NASA astronaut, 1st to fly untethered in space, dies at 80
“It was a wonderful feeling, a mix of personal elation and professional pride: it had taken many years to get to that point.”
HOUSTON — NASA astronaut Bruce McCandless, the first person to fly freely and untethered in space, has died. He was 80. During his first space flight aboard the shuttle Challenger in February 1984, Mccandleuss carried out this historic spacewalk by using a nitrogen gas-powered (MMU) Manned Maneuvering Unit he helped to design.
Mccandleuss floated alone in the deep black of space above Earth and became a national hero for the space shuttle program.
The Challenger space shuttle crew launched communications satellites before returning to Earth, making the program’s first shuttle landing at the Kennedy Space Center.
He was famously photographed in 1984 flying with a hefty spacewalker’s jetpack, alone in the cosmic blackness above a blue Earth. He traveled more than 300 feet away from the space shuttle Challenger during the spacewalk.
“The iconic photo of Bruce soaring effortlessly in space has inspired generations of Americans to believe that there is no limit to the human potential,” Sen. John McCain said in a statement. The Arizona Republican and McCandless were classmates at the U.S. Naval Academy.
NASA’s Johnson Space Center said Friday that McCandless died Thursday in California. No cause of death was given.
Born in Boston on June 8, 1937, McCandless graduated second in his class at the Naval Academy and was designated a naval aviator in 1960.
Astronaut McCandless came from a family of heroes. His father, Bruce McCandless, was a communications officer aboard the USS San Francisco who was awarded the Medal of Honor for heroism in the battle of Guadalcanal. He retired as a rear admiral.
Facing fearful situations with courage were nothing new for this astronaut. Mccandleuss said he wasn’t nervous about the historic spacewalk. But he also wrote: “It was a wonderful feeling, a mix of personal elation and professional pride: it had taken many years to get to that point.”
He was one of 19 astronauts selected by NASA in 1966 to join the Apollo moon program. He served as capsule communicator, or CAPCOM, during the Apollo 11 mission when Neil Armstrong and Buzz Aldrin stepped onto the lunar surface.
Nearly thirty years later, McCandless was later part of the 1990 shuttle crew that delivered the Hubble Space Telescope to orbit.

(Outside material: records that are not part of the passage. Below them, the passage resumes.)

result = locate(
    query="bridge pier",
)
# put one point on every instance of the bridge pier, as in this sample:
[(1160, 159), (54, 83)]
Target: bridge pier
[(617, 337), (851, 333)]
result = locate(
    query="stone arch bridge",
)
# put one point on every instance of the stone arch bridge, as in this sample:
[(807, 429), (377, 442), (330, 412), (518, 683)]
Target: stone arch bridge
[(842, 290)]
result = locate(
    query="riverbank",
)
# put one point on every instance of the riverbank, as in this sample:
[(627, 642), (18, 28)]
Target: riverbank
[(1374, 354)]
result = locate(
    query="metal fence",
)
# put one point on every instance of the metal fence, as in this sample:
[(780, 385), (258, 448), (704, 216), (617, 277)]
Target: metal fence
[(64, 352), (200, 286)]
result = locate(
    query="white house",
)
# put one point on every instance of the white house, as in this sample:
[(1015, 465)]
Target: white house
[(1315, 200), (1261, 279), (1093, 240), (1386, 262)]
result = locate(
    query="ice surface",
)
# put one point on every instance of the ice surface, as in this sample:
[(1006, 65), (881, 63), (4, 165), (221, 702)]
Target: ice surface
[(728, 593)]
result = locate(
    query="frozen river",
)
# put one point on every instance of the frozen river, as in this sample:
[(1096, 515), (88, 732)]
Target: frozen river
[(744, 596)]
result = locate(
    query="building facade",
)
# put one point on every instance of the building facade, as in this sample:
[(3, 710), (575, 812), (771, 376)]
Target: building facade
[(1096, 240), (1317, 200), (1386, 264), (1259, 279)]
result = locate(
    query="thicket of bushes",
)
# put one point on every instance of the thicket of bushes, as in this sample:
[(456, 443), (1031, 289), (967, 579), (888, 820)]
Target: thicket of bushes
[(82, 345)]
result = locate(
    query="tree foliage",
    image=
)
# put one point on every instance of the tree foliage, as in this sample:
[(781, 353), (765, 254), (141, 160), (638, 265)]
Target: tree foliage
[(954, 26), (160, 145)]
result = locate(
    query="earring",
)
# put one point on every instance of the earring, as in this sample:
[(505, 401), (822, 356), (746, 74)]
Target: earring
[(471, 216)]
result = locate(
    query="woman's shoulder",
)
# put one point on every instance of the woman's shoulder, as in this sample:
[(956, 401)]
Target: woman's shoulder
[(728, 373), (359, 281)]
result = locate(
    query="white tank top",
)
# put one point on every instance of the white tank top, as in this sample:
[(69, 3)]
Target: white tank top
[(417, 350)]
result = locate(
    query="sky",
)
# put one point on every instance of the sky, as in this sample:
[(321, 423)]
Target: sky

During his spacewalk, “My wife was at mission control, and there was quite a bit of apprehension,” McCandless wrote. “I wanted to say something similar to Neil when he landed on the moon, so I said, “It may have been a small step for Neil, but it’s a heck of a big leap for me.” That loosened the tension a bit.”
“Bruce served his country with humility and dignity, and encouraged all of us to reach new heights,” McCain said.
Survivors include his wife, Ellen Shields McCandless of Conifer, Colorado, two children and two grandchildren.